Мой дед Лукаш
Дед мой — по матери: Зубко Лука Пантелеймонович, (или по-яновски: Талимонович) был партейным, а о том, что это значило по тем временам, стоит ли и говорить?.. Хотя время далёкое от нынешнего дня, совсем не похожее на текущий момент, когда быть членом руководящей партии — дело не только престижное, но и… прибыльное, так что нелишне было бы подчеркнуть, что партеец того времени и член партии нонешнего дня — совсем не одно и то же, и эти термины хотя и из одного синонимического ряда, но настолько далеко отстоят один от другого, что чуть ли не становятся антонимами… Мой партейный дед, Зубко Лукаш, многим напоминает мне Нагульнова из «Поднятой целины». И тот, и другой были до дури честными и порядочными людьми. Почему у меня вырвалось такое определение — «до дури»? Во-первых, потому, что так моя мать характеризовала своего отца, а во-вторых, что эта яркая характеристика, как я понимаю, наиболее полным
образом соответствовала оценке поступков этих двух героев революции. Что касается шолоховского Нагульного, то кто же не знает этого героя!? — поэтому в разъяснения вдаваться я не буду, а вот относительно моего деда приведу хотя бы только один пример. В моей повести «Во имя Отца и Сына…» дед главного героя Максима Гонты — Лукаш Зубко — тоже коммунист, тоже строитель первых колхозов, — в общем, герой, списанный с моего деда Луки, — в критической ситуации, когда стоит вопрос о его партийно-хозяйственной карьере, а то и в прямом смысле, о жизни
или смерти, не старается увильнуть от ответа или схитрить, сдвуличничить, что было присуще уже тогда большевикам, а позже — так стало и нормой их нравственности, а открыто заявляет «высокому начальству» из уездного комитета партии, что контру в своем хуторе он одолел не с его, то бишь высокого начальства, участием, а «с божьей помощью»…

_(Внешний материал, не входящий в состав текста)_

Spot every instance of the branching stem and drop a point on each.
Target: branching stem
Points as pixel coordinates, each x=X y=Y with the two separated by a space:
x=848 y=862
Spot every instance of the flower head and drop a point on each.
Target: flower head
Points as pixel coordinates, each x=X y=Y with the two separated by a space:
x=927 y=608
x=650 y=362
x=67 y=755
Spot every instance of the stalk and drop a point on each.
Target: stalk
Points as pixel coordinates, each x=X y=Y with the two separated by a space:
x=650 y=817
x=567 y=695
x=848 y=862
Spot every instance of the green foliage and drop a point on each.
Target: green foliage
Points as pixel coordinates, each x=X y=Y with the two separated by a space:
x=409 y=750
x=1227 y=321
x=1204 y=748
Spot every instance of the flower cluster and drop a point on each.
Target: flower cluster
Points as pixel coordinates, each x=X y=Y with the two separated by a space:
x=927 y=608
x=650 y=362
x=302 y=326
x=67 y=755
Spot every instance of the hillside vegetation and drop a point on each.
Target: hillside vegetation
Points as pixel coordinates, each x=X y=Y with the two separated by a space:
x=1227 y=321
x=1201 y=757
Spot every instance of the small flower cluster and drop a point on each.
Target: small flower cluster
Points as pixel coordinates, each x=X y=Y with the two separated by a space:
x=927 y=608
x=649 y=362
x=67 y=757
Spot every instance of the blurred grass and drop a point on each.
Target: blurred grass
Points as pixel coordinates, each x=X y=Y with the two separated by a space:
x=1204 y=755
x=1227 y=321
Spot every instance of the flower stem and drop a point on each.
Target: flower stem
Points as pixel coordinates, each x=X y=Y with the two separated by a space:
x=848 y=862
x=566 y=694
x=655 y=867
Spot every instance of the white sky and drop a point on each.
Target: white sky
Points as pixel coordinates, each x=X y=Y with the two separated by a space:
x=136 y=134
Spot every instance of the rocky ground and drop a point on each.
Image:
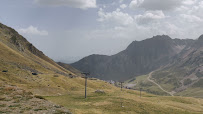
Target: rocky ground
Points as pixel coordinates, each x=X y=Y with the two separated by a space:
x=16 y=100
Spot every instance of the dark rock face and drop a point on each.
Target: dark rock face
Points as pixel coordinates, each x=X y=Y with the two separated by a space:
x=139 y=58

«Припомнилось мне, приходит как-то батько домой, добре выпивши, — а выпить он любил, говорил, должность у него такая — обязывает, стало быть, — и что-то не понравилось ему: не так жинка поглядела, как говорится, а может быть, мама сделала ему замечание тогда, но он поднимается, спокойно подходит к полице с посудой, и через несколько секунд и полица, и вся посуда, что стояла на ней, — вдребезги! Вот теперь Костюк, твой старший брат… — копия его… такой же большевик. Правда, этот полиц не ломает, но горилку любит по-дедовски… сам знаешь.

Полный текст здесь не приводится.